We’re almost halfway through winter and it’s been a cold one for much of the country. When temperatures drop, snow falls, and ice forms, they can all cause road hazards for both vehicles and pedestrians. Here, our asphalt paving company shares some of the most common types of winter road hazards you should be aware of:
Frost heaves are the result of moisture combining with soil. Once the soil gets wet from precipitation and freezes, it expands the heave and creates pressure that pushes the asphalt up. Once it melts, the asphalt sinks back down. Over time, this freeze-thaw cycle can form cracks, dents, or even potholes.
Shifted Drain Covers
As concrete and asphalt shifts during the freeze-thaw cycles of the winter, it can disrupt secure elements like drain covers or catch basins. What was once in place during the fall can suddenly become loose and dangerous to bicyclists, joggers, dog-walkers, and other pedestrians.

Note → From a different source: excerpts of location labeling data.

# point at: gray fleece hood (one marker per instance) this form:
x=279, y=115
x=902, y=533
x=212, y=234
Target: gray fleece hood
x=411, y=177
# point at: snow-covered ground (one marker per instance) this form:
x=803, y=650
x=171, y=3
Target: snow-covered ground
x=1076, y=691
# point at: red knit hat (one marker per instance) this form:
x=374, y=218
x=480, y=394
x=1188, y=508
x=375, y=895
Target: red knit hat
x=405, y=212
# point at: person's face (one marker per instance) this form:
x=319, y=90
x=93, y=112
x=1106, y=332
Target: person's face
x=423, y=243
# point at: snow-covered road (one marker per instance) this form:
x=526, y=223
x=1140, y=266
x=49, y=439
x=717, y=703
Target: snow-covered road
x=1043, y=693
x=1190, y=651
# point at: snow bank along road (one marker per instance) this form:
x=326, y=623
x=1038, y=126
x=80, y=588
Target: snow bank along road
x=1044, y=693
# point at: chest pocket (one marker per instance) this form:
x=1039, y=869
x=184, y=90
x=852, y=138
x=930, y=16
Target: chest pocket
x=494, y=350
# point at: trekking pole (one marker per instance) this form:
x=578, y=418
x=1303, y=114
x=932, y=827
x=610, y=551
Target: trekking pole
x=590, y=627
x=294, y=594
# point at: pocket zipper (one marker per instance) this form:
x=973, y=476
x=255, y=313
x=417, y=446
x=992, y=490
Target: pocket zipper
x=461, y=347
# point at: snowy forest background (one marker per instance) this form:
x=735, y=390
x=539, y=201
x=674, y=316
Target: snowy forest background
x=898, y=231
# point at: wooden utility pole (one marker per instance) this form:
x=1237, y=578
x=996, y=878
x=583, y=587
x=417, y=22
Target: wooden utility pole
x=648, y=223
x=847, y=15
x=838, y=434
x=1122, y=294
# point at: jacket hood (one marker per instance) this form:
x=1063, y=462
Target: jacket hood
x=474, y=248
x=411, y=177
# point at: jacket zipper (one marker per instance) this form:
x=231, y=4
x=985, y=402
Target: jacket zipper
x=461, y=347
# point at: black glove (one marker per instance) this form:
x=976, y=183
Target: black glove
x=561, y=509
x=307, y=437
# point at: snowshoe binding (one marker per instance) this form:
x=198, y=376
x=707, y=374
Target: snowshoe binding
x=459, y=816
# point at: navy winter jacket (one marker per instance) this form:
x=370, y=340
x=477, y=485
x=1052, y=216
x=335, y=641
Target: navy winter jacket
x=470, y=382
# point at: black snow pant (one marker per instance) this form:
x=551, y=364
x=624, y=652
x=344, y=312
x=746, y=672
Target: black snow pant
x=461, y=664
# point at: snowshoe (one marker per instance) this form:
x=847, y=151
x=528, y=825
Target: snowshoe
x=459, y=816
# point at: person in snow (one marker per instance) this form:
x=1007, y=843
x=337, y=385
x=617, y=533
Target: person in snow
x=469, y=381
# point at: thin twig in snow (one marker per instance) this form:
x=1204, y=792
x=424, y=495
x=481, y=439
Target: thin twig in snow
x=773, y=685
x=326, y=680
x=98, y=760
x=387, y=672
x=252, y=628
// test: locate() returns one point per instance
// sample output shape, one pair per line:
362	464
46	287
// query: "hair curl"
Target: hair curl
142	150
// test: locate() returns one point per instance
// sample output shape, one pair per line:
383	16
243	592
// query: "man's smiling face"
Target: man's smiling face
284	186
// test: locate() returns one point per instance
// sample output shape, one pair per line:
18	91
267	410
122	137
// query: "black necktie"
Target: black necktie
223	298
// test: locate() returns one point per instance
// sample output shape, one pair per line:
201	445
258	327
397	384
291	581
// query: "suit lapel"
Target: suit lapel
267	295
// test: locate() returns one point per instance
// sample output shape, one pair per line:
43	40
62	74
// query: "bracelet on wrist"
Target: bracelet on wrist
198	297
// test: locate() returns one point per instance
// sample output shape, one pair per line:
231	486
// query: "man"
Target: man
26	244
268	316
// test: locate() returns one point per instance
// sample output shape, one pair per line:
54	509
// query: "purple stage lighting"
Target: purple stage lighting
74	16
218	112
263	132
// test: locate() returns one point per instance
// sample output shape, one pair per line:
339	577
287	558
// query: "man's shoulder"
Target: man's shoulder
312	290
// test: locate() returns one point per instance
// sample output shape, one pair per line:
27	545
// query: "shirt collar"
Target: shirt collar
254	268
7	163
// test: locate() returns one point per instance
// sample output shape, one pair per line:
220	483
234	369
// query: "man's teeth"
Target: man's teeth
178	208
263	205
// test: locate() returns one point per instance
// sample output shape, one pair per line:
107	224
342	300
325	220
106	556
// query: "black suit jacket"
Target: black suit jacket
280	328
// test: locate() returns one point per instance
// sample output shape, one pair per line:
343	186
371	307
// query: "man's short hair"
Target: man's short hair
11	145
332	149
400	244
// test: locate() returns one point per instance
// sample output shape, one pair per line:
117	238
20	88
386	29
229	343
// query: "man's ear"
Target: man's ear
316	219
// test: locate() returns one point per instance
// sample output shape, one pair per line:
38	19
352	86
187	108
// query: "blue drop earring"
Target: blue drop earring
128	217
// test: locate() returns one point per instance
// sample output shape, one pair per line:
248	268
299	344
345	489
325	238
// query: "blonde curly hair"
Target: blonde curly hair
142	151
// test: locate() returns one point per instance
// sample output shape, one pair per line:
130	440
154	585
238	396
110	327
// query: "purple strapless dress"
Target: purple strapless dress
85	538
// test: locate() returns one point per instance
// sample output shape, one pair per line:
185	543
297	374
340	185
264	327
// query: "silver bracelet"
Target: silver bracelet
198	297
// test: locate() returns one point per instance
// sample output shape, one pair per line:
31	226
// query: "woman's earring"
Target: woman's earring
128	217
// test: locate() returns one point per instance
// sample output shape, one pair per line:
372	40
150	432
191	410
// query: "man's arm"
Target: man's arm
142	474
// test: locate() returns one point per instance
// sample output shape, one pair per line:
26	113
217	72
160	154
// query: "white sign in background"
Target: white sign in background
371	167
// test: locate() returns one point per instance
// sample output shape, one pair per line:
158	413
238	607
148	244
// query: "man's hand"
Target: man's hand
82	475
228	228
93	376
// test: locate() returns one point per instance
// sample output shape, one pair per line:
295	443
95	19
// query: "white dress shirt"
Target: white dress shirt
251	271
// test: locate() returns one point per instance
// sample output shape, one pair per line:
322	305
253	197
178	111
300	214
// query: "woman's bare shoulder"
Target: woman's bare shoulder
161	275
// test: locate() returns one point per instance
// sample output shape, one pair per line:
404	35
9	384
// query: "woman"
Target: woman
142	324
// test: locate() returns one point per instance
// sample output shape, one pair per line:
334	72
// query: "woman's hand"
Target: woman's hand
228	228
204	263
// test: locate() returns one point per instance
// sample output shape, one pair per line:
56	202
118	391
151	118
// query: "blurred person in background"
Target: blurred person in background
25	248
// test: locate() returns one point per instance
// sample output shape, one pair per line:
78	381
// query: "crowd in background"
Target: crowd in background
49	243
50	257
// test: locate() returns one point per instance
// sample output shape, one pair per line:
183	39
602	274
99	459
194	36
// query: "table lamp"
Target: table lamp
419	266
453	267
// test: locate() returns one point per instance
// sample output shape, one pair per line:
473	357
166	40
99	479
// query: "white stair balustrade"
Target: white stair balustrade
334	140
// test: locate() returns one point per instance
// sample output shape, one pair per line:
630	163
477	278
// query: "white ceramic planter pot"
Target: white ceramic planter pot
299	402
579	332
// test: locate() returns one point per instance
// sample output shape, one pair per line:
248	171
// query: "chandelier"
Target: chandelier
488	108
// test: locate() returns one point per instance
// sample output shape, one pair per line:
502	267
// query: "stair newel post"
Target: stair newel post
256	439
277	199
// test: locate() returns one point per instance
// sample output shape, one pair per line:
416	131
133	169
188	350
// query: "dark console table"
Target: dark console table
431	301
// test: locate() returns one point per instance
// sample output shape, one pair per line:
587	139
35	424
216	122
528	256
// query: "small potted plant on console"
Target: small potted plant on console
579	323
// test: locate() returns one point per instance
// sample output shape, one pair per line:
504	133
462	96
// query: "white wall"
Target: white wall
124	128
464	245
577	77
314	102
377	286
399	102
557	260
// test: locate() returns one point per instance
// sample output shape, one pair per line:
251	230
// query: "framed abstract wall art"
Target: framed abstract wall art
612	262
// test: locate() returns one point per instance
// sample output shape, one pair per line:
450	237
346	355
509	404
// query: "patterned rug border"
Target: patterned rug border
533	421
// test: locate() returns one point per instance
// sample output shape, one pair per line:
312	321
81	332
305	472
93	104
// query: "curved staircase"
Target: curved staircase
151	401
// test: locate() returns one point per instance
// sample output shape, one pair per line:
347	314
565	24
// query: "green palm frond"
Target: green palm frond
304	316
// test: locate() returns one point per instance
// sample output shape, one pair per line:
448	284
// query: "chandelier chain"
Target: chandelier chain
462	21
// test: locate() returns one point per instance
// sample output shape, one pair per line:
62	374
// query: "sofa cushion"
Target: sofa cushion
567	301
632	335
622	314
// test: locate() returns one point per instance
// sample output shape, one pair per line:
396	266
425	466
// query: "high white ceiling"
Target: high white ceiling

During a strong storm, winds, ice, snow, and more can dislodge many different things and send them falling, rolling, or sailing to the ground. Everything from branches to power lines to garbage cans and more can become a danger to drivers and cause an unwanted accident.
Black ice can form in two different ways: when light rain or mixed precipitation falls on a road surface that’s below 32 degrees Fahrenheit or when super-cooled fog droplets accumulate on areas that lose heat from both sides, like bridges and overpasses. Both of these situations can form a thin layer of ice that’s dangerously slippery and virtually undetectable to drivers until they’re driving on it.
Snow/Ice on Cars
When bad weather occurs, it’s customary (and good safety practice) to clear off the snow and ice on your vehicle. This includes your roof, headlights, taillights, windows, and more. If you don’t, and begin driving, the airflow around your car can lift off any uncleared precipitation and send it flying into the air. This can cause a distraction (and even damage) to other cars on the road.
As our asphalt paving company said before, potholes can develop when an area of asphalt has expanded and compressed so much, it cracks and forms a hole. During the winter, these potholes can fill up with snow and become virtually undetectable to drivers and when a vehicle hits a pothole, it can damage tires, rims, alignment, suspension, exhaust system, and more.